The Woodlands, Texas — Reduced inventory stemming from the West Coast port labor disruption negatively impacted Conn’s same-store sales in March, while CE sales decreased because of a soft TV category.
Total same-store sales for the month, ended March 31, decreased 6.8 percent when stacked up against the 18.1 percent increase seen in the prior-year period. As was the case last month, the catch-all “other” category led the decline, with a decrease of 32.5 percent. Net retail sales, however, rose 3.4 percent for the month, reaching $103.7 million.
Reduced inventory availability contributed to a 10.8 decrease in comps for the furniture category. Inventory availability is expected to improve, but shortages will continue through at least April, cautioned Theodore M. Wright, Conn’s chairman and CEO.
Mattresses rose 0.9 percent because they are sourced in the U.S. and not affected by the port disputes.
Same-store CE sales dropped 4.7 percent due to softness in TV sales. The home appliance category was flat, while home-office comp unit sales were down, partially offset by higher average selling prices.
Noted Wright: “We continue to experience headwinds from tighter underwriting implemented during the first three quarters of fiscal year 2015 compared to the same period a year ago, with an estimated impact of approximately 4 to 5 percent to same-store sales in the month.

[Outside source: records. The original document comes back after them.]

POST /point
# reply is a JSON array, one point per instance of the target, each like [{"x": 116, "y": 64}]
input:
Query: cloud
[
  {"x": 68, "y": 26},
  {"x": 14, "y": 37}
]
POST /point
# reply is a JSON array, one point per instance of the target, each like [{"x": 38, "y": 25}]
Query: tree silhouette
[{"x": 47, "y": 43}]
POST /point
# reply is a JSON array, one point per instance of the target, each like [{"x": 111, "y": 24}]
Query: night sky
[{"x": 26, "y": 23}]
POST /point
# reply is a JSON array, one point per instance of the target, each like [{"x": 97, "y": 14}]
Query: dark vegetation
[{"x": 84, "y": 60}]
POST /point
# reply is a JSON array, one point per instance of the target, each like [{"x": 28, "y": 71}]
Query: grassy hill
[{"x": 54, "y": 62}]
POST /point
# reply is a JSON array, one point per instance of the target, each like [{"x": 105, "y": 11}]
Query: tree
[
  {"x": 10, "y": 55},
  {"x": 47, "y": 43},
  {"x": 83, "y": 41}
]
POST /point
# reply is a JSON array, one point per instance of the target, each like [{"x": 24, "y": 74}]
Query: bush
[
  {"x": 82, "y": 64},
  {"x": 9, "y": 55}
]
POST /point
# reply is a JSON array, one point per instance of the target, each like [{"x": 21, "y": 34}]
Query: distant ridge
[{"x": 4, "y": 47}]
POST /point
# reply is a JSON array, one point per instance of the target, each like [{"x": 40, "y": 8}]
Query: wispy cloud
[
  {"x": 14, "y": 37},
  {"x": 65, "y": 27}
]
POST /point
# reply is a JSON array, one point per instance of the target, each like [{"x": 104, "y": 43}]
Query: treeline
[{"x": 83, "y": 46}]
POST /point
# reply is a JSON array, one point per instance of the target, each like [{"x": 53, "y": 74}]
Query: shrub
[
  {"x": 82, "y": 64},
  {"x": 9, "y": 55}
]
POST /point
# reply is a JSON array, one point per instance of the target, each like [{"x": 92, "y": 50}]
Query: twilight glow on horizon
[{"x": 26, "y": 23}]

The impact of tighter underwriting to our Arizona and New Mexico stores is less significant than previous periods.”
Conn’s underwent stricter underwriting standards and collections policies last year and is attempting to emerge from its credit issues.
“Greater than 60-day delinquency was 8.7 percent as of March 31, 2105, compared to 8.2 percent as of March 31, 2014, with a sequential decrease of 50 basis points from Feb. 28, 2015,” said Wright.